Bolsonaro’s heartlessness is entirely consistent with his denialism and inaction. When, for instance, the mayor of Manaus called for a lockdown last September — to contain further spread of the virus — Bolsonaro said the idea was “absurd” and emphasized that the time for lockdowns was “over”. When experts warned that a devastating second wave was heading for Amazonia, unless immediate pre-emptive measures were taken, their predictions were ignored. Instead, Bolsonaro’s government seems to have quietly pursued the very ‘herd immunity’ that has failed to protect Manaus. This gamble has cost tens of thousands of lives.

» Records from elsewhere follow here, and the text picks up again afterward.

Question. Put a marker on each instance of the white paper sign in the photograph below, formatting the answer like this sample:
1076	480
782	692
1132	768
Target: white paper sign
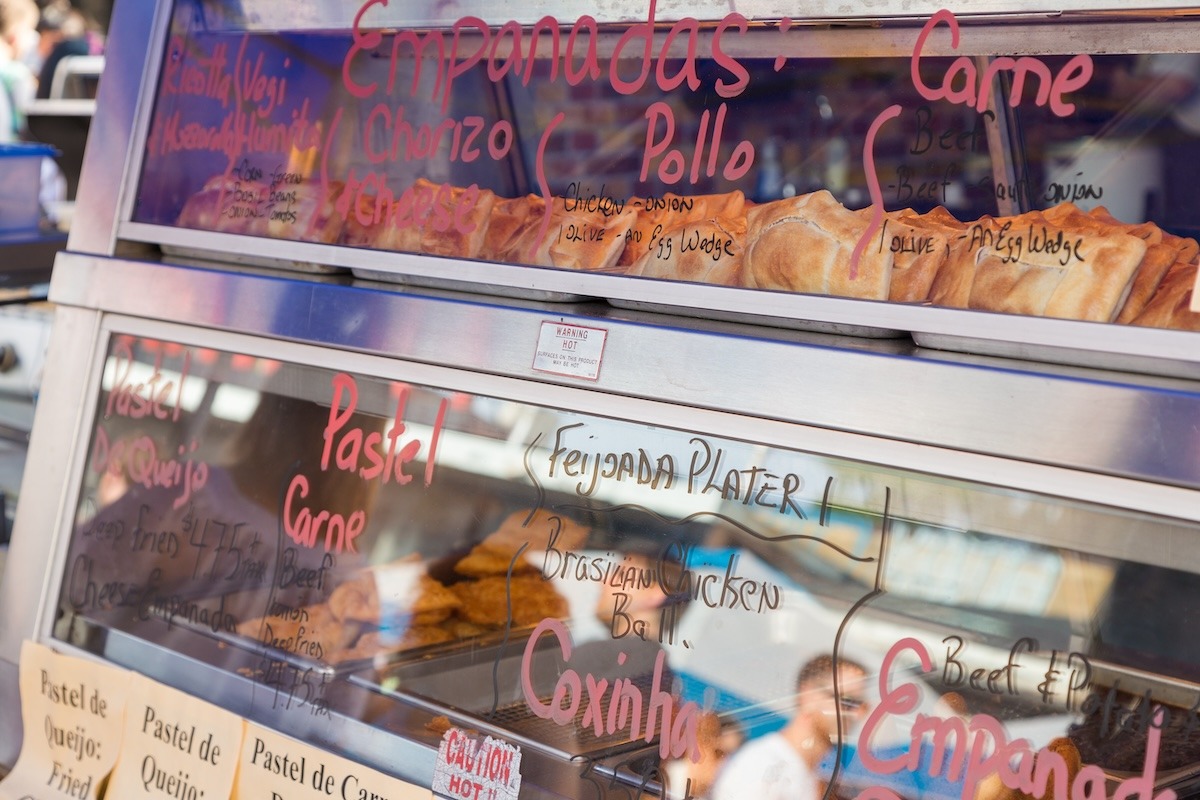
477	768
175	745
274	765
571	350
73	713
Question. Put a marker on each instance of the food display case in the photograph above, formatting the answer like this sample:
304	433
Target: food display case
610	389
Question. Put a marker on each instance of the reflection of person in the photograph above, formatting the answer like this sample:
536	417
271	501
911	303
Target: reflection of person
717	739
63	32
18	22
783	765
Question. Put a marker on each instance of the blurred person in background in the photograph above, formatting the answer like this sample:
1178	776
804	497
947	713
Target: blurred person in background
784	765
63	31
18	83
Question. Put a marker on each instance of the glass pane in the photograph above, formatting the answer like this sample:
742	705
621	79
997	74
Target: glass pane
1050	186
630	601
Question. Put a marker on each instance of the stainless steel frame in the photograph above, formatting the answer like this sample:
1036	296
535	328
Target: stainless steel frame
1102	437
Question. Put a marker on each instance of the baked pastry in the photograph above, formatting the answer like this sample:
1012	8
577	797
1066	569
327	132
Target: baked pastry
919	246
228	204
706	251
658	216
534	531
804	244
1171	304
453	209
993	788
513	229
485	601
305	212
576	239
1026	265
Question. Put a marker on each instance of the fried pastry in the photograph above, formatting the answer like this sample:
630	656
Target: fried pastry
375	644
498	549
400	590
485	601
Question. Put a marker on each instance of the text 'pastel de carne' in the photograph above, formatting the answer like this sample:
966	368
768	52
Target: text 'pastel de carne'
370	455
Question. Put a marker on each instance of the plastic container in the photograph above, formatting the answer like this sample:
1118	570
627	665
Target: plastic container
21	181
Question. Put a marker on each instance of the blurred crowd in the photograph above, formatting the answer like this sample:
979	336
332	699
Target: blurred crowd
35	36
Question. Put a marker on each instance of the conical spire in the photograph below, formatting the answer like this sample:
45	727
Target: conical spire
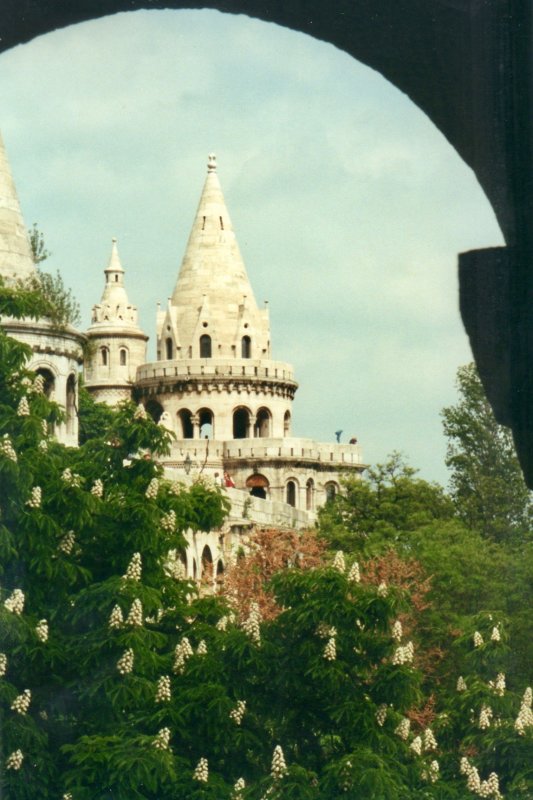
212	274
16	261
114	308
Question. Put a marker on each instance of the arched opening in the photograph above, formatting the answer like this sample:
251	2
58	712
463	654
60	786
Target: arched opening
258	485
205	346
331	489
263	423
291	493
49	381
207	564
70	405
219	578
206	420
186	429
155	409
310	494
246	347
241	423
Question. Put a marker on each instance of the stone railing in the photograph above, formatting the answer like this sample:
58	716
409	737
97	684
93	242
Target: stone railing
236	368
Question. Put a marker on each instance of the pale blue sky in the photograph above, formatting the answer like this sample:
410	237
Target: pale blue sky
349	206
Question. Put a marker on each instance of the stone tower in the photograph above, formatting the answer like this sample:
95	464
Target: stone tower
216	386
117	343
57	351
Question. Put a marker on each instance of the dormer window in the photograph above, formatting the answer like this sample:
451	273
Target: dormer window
205	346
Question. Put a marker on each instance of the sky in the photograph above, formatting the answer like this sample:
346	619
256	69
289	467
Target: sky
349	206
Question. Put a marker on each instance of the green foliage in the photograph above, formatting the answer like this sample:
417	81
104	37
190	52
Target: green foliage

In a scathing analysis of Brazil’s pandemic policies, researchers at the University of Sao Paulo blame the Bolsonaro administration for blocking mask mandates, cancelling compensation payments to health workers, and wilfully neglecting vulnerable Indigenous communities. State and municipal authorities are also criticised for peddling discredited remedies and attempting to seize supplies and equipment from other towns and cities.
Damningly, the report cites Bolsonaro’s repeated misinformation as a critical factor in the government’s larger failures. The president not only called the pandemic an act of “bacteriological war”, but claimed he was “living proof” that hydroxychloroquine worked. At a moment when he should have been encouraging vaccination, he joked that: “If you turn into a crocodile, it’s your problem.” Collectively these failures may amount to a crime, as several lawmakers have claimed, in an ongoing effort to hold both president and his Minister of Health accountable before an international tribunal.
In the meantime, Manaus’s Nossa Senhora Aparecida cemetery has been hastily expanded to accommodate the human toll of Bolsonaro’s folly. With more than 3,000 burials in January, and an uncertain future as it struggles to contain the latest surge, the horrors in Manaus show that even with vaccines, a quick recovery from the Covid-19 pandemic is far from assured.